Thursday, February 22, 2007

Recruiting, Regression and Success – Another (Better?) Way

After finishing my post below and giving it some more thought, I wondered if there was not a better way than averaging 4 years of class rankings to determine strength of recruiting class.

Turns out there is. In rating the teams each year, gives them a total point number, which is uses to rank the teams. Instead of averaging the 4 classes in the 2003-2006 period, I decided to add the total scores over the 4 years to see which teams had a cumulatively better ranking. In this way, if you get a better idea of the total class strengths in cases where the disparity between classes might be very large (where say a number 1 class is significantly better than the 2nd class).

The new ratings changed our previous order, and in turn, actually made everything look a little clearer.

First and foremost, Florida jumps from 4th to 2nd in this arguably far more accurate ranking of 4 year recruiting strength. In other words, over the period of 2003-2006, Florida was 2nd only to USC in terms of total recruiting points per Perhaps in seeing this, the Gator’s MNC of last year was not such a surprise.

The chart also shows us the relative disparity between even teams ranked in the top 20. USC, with 10,258 total points, is 34% better than Tennessee, which is 10th. USC is in turn over 32 TIMES better than New Mexico State, who is last on our list with a four year total of only 315.

Finally, you have to go all the way to 18th on this list to find your first losing record.

Next, we look at the decile breakdown of the major conference teams.

Average wins by Major Conference Decile

1st (Best) – 10.43 wins
2nd – 9.50 wins
3rd – 7.29 wins
4th – 7.83 wins
5th – 6.71 wins
6th – 6.00 wins
7th – 6.67 wins
8th – 7.14 wins
9th – 7.00 wins
10th (Worst) – 5.43 wins

Once again not a perfect correlation, but one that is very strong indeed.

Finally, sparing the reader another regression chart, the correlation between the total recruiting score and wins was even stronger than our last case.

The real advantage of using the total score is that it gives us a nice way to predict what total wins should have been based on recruiting rankings, and what they might be in the future. By finding an average of wins to total score, and then applying it to each team, we get the following (for every major conference team)–

Once again, any sample size this small is imperfect, but you can see that the predictions follow the actual trend pretty closely. Certainly there are, and will always be, outliers. Also, the predictions have to serve as a mere “target” guideline, due to the impossibility of teams like Florida, Georgia and Tennessee all winning more than 11 games (can’t happen in the same conference).

Furthermore, one might look at the above chart as a “under or over” performance indicator. FSU, for instance, seems to have far better talent than its record produced.
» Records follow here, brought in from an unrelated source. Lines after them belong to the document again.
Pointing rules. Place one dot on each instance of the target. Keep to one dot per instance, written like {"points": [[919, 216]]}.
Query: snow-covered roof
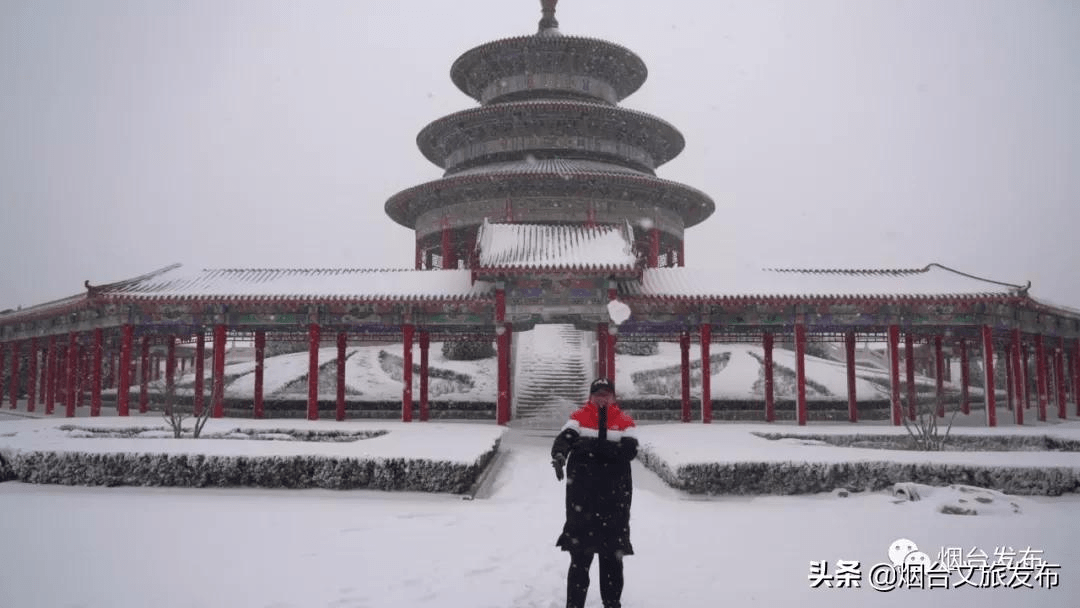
{"points": [[555, 246], [296, 283], [562, 167], [740, 282]]}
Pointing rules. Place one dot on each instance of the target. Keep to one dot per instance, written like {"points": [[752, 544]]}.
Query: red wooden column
{"points": [[602, 345], [1040, 364], [314, 337], [447, 246], [612, 336], [80, 379], [123, 379], [770, 404], [800, 372], [1010, 373], [342, 342], [989, 397], [1017, 376], [706, 393], [171, 369], [95, 368], [1076, 376], [14, 375], [1, 372], [502, 405], [43, 377], [72, 370], [1060, 376], [1027, 377], [144, 373], [653, 258], [260, 354], [909, 375], [31, 377], [200, 364], [894, 372], [407, 330], [218, 395], [964, 378], [684, 346], [50, 388], [424, 346], [508, 364], [940, 375], [849, 347]]}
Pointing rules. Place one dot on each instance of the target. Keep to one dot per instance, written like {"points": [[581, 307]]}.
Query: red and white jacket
{"points": [[585, 422]]}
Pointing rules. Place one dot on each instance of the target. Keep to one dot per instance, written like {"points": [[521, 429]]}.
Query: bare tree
{"points": [[925, 431], [175, 414]]}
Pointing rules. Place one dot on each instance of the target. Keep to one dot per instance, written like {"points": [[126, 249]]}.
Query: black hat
{"points": [[601, 384]]}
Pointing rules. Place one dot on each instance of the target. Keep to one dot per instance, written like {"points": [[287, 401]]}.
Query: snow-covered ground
{"points": [[373, 374], [248, 548]]}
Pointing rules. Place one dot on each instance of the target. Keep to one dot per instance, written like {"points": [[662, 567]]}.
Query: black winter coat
{"points": [[598, 484]]}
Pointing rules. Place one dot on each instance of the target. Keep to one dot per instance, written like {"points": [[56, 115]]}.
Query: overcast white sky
{"points": [[269, 133]]}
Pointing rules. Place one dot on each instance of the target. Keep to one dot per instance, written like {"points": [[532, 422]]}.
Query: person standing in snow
{"points": [[596, 446]]}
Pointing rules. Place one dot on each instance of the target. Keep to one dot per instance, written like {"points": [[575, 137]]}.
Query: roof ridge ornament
{"points": [[548, 22]]}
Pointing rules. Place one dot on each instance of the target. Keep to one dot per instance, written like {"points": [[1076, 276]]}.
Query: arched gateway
{"points": [[549, 208]]}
Bad coaching or bad luck? - A topic for another day.

As hinted, in my next installment I will “predict” next years win totals for teams based on the total scores of 2004-2007. And while their will again be outliers in 2007, I can say fairly confidently that teams like Wake Forest will “mean revert” and fall far closer to their prediction in 2007 than they did in 2006. I will also look at the mid-majors, to see if we can predict who next year’s Boise State might be.


Henry Louis Gomez said...

The one possible flaw may be that I believe that changed the point system they use between last year and this year. Thus the weight for this recent class is not on the same basis as the previous classes. The "error" of course applies to all teams but it may lend more importance to this year's recruiting class that will arguably be the least important in terms of 2007 wins.

Anonymous said...

This is great stuff. I don't think you're going to get much to figure out Boise St. Their offense is too much of an anomaly. I bet their defense falls into line though.

Come to think of it, I bet the defensive rankings of all teams would fall even more closely in line with the recruiting rankings.

miguel said...

I think the biggest flaw in this might be that the earlier recruiting classes figure much more prominently than the later classes.
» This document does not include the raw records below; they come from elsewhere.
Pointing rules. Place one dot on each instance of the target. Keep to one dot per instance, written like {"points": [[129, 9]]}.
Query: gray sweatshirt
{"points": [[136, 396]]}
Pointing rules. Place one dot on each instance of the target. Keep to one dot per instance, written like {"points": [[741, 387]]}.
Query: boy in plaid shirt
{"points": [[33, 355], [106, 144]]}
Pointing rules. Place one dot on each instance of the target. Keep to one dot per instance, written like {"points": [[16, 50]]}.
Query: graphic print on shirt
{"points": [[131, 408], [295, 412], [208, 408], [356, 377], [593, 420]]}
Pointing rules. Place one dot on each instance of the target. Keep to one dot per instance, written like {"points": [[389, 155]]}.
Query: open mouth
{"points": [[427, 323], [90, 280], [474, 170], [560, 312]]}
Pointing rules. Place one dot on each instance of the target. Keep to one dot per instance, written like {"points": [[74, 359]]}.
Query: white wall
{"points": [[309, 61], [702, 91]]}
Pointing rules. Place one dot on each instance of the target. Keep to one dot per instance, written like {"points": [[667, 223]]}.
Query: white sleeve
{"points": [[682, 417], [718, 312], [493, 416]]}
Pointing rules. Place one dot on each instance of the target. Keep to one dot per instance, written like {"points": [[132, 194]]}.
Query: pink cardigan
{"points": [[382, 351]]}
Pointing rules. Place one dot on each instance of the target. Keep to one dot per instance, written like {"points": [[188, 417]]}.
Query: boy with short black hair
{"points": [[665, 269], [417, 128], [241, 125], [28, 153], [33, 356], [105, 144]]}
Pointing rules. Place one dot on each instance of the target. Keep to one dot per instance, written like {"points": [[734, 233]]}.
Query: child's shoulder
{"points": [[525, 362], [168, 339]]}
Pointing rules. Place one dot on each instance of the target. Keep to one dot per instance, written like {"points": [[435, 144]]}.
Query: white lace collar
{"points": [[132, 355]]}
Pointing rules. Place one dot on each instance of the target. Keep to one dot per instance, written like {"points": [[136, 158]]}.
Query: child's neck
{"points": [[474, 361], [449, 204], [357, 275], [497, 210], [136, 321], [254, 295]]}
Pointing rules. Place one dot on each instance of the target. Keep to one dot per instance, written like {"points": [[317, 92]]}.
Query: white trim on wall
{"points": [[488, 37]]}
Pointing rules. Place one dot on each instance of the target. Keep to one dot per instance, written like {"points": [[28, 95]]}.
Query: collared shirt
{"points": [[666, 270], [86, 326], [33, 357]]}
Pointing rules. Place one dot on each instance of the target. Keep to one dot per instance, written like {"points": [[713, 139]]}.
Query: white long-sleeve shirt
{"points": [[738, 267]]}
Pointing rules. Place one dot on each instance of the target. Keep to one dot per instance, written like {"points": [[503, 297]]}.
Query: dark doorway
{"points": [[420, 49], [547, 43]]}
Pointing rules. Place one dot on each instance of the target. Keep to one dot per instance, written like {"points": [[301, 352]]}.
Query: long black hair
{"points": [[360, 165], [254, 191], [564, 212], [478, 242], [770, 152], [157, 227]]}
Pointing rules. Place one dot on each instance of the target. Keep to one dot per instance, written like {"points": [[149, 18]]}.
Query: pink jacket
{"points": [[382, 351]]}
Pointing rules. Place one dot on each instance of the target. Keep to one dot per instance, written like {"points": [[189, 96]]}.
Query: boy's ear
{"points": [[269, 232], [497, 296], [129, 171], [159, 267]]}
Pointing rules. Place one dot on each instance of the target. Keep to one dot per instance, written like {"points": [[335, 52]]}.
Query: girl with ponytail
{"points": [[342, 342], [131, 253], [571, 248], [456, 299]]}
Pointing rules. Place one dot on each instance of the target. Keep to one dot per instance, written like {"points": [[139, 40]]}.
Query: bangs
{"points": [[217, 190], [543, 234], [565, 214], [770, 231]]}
Seniors and juniors will (generally speaking) be much more responsible for a team's success than sophomores and freshmen.

And double that for true freshmen.

If you're rocking the spreadsheet, would love to see you tweak the numbers. Maybe 100% of the value of the senior class. 80% junior, 50% sophomore and 25% freshmen.
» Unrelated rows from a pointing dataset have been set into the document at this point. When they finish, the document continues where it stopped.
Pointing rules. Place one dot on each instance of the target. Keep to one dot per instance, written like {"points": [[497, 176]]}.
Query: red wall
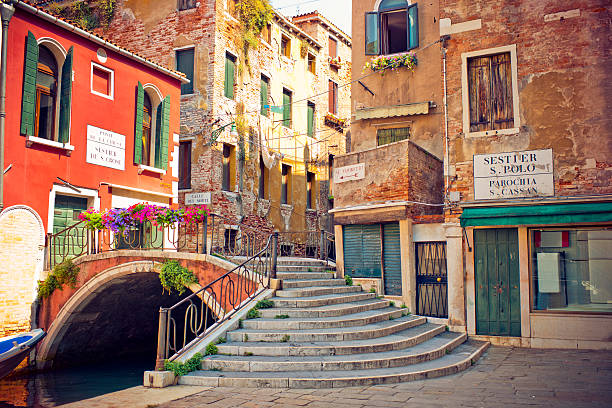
{"points": [[34, 169]]}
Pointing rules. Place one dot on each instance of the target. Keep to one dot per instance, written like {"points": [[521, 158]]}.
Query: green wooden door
{"points": [[65, 214], [498, 310], [392, 260], [362, 250]]}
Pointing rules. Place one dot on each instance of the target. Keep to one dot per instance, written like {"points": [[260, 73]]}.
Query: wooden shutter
{"points": [[165, 132], [28, 101], [229, 76], [138, 124], [372, 29], [479, 79], [66, 98], [413, 27], [501, 92]]}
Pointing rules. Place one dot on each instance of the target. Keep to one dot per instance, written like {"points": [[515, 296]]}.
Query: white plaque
{"points": [[513, 175], [198, 198], [105, 148], [348, 173]]}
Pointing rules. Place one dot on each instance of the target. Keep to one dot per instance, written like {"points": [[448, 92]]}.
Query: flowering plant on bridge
{"points": [[393, 62], [119, 220]]}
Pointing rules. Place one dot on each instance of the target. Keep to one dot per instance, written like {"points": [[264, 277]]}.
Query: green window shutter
{"points": [[230, 66], [28, 102], [286, 109], [165, 132], [66, 98], [372, 34], [138, 127], [413, 27]]}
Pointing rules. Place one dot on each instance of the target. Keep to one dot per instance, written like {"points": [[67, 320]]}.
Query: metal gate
{"points": [[432, 288]]}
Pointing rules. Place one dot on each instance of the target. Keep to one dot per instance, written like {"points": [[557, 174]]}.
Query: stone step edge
{"points": [[338, 382], [275, 366]]}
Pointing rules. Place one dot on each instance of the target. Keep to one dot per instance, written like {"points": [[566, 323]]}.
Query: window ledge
{"points": [[497, 132], [142, 168], [67, 147]]}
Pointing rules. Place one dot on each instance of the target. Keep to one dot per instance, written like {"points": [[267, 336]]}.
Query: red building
{"points": [[88, 124]]}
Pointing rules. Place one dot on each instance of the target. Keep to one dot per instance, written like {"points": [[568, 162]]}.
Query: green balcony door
{"points": [[498, 308]]}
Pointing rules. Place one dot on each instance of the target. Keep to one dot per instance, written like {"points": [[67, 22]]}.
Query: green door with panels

That might give the 2007 Gators a more accurate prediction for our rather upperclassmenless team.

Henry Louis Gomez said...

Miguel, Mergz did point that out (perhaps it wa in another post) but any attempt to weight the classes would be arbitrary. Why 25% freshmen? What about schools that have a lot of juniors opting for the NFL? their freshmen and sophomores are going to have to contribute more?

So it's not easy to work around this admitted problem.